# GEWINNBENACHRICHTIGUNG über 915 810,00 Euro



## Siggi-51 (24 Oktober 2008)

Hallo,
möchte allen "armen Würstchen" mitteilen, daß ich heute einen Brief aus Spanien mit einer OFFIZIELLEN GEWINNBENACHRICHTIGUNG über 915 810,00 Euro erhalten habe. 
Absender ist: European Bono Loto/ International Comission  in Madrid.
In holprigem Deutsch steht noch, die Summe wäre bei einer Sicherheitsfirma hinterlegt, die zehn Prozent der Summe erhält, da alles in meinem Namen versichert wäre.
Ein "Anmeldeformular zur Anmeldung eines Gewinnanspruches" liegt auch bei. Dort möchte man unter anderem meinen "BEFUF", "FAMIELIENSTAND" und für Banküberweisung meine Bankdaten. Das soll ich der "Sicherheitsfirma" faxen! 
Witzigerweise war das Schreiben ohne pers. Namen an meine Firmenadresse im Nachbarort adressiert.
Also, wer hilft mir, die Kohle einzusammeln? Alle Helfer lade ich auf meine Kosten zu einer Euro-Bustour mit Lamadecken-Verlosung und Geschenk von Magnetarmbändern ein. Den Rest des Gewinns spende ich Heiko zur Pflege und Erweiterung des Forums.
Gruß von einem kopfschüttelnden und lachenden Siggi-51


----------



## Aka-Aka (24 Oktober 2008)

*AW: GEWINNBENACHRICHTIGUNG über 915 810,00 Euro*

http://forum.computerbetrug.de/plau...ungen-gegen-spanische-lotterie-betrueger.html

Loteria Primitiva - Antispam e.V.

"loteria primitiva" - Google-Suche


----------



## Siggi-51 (24 Oktober 2008)

*AW: GEWINNBENACHRICHTIGUNG über 915 810,00 Euro*



Aka-Aka schrieb:


> http://forum.computerbetrug.de/plau...ungen-gegen-spanische-lotterie-betrueger.html
> 
> Loteria Primitiva - Antispam e.V.
> 
> "loteria primitiva" - Google-Suche



Hallo,
die "Dokumente" ähneln stark den von Dir eingescannten der "Loteria primitiva" nur heißt sie bei mir "Bono loto" und die angebliche Sicherheitsfirma "Mapfre Seguros S.A.". 
Kontaktieren soll ich die "Auslands sachbearbeiterin Elina.G.Schmidt".
Unterschrieben ist das Machwerk von "Catalina Alvarez  Vice President".
Leider spreche ich kein Spanisch, sonst würde ich mal bei den angegebenen Rufnummern von "Mapfre" oder "Bono Loto" nachfragen.
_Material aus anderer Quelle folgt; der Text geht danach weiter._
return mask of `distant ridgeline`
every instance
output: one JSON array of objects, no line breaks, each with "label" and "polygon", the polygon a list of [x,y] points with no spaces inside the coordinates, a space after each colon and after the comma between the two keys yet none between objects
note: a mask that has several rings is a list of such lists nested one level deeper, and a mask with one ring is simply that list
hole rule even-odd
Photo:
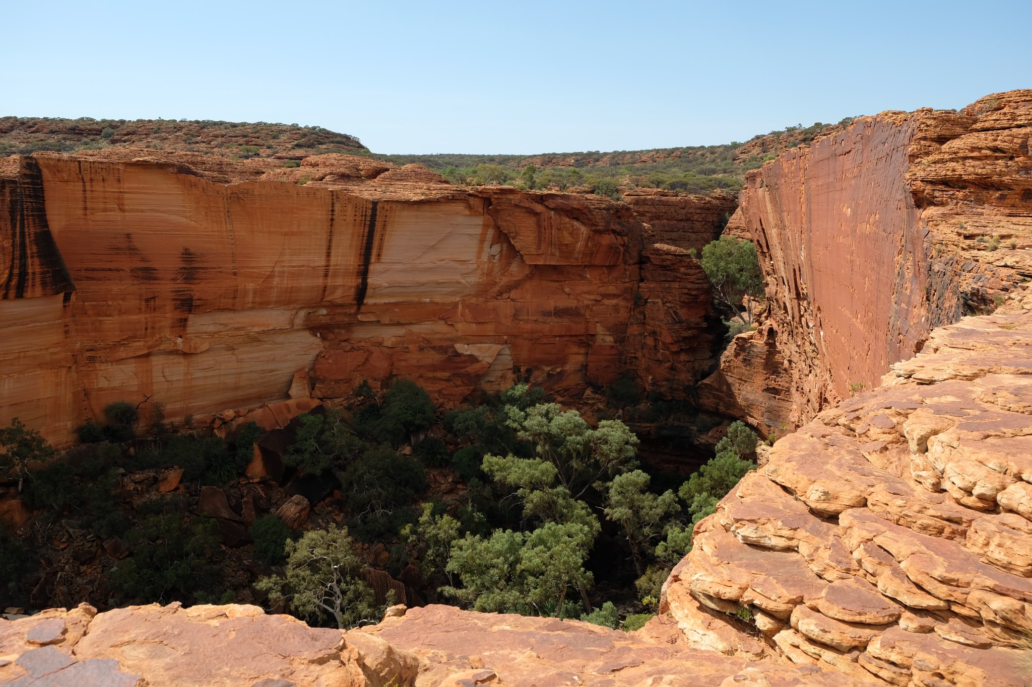
[{"label": "distant ridgeline", "polygon": [[645,187],[687,194],[721,188],[737,193],[745,172],[778,152],[809,143],[838,125],[797,125],[749,141],[650,150],[507,154],[377,154],[354,136],[322,127],[215,122],[209,119],[93,119],[80,117],[0,117],[0,156],[40,150],[72,152],[109,147],[188,150],[231,159],[272,158],[295,166],[309,156],[343,152],[420,164],[462,185],[509,184],[521,188],[584,188],[617,197]]}]

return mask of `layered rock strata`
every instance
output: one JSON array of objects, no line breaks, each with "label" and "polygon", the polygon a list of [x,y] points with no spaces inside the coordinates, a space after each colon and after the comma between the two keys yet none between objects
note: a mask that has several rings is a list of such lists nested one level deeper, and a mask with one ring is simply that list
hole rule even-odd
[{"label": "layered rock strata", "polygon": [[255,606],[84,604],[0,619],[0,684],[43,687],[848,686],[576,620],[388,609],[372,627],[309,627]]},{"label": "layered rock strata", "polygon": [[[770,330],[742,335],[704,385],[768,425],[872,388],[933,328],[991,311],[1032,277],[1032,91],[832,132],[750,172],[728,227],[759,249],[774,348]],[[776,358],[787,408],[747,381],[771,377]]]},{"label": "layered rock strata", "polygon": [[894,685],[1028,684],[1030,374],[1028,291],[935,330],[880,388],[774,444],[696,527],[664,610],[728,655]]},{"label": "layered rock strata", "polygon": [[727,196],[628,205],[342,154],[128,148],[14,157],[0,177],[0,424],[58,445],[114,401],[238,416],[299,372],[315,398],[410,377],[454,404],[515,380],[571,400],[627,368],[683,398],[714,364],[684,247],[716,235]]}]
Wäre sicher lustig!
Gruß vom immer noch lachenden Siggi


----------



## Aka-Aka (24 Oktober 2008)

*AW: GEWINNBENACHRICHTIGUNG über 915 810,00 Euro*

und nun stehen eben diese neuen Namen neben den alten...
Lesen ist aber für Betroffene halt gefährlich, Du weißt ja: wegen der Unwissenheit 
Die können dann aber sicher trotzdem lachen


----------



## Sandra Q. (4 Mai 2009)

*AW: GEWINNBENACHRICHTIGUNG über 915 810,00 Euro*

Hallo Siggi - 51

wir haben auch einen Brief bekommen von "BONO LOTO"
Hast du das Geld bekommen??? 
Weiß nicht ob das wirklich wahr ist das man da 10 % überweisen soll und man dann das Geld bekommt..
Wäre sehr glücklich wenn du oder jemand anders mir da weiter helfen könnte..

Lg Sandra


----------



## Aka-Aka (4 Mai 2009)

*AW: GEWINNBENACHRICHTIGUNG über 915 810,00 Euro*



Sandra Q. schrieb:


> Wäre sehr glücklich wenn du oder jemand anders mir da weiter helfen könnte


Leider kann ich Dir nicht weiter helfen. Macht aber nichts, da Du ja offenbar nicht in der Lage bist, (dies) zu lesen - und das so nicht erfahren kannst. Schade eigentlich. Du hast die Diskussion hier aber schon gelesen?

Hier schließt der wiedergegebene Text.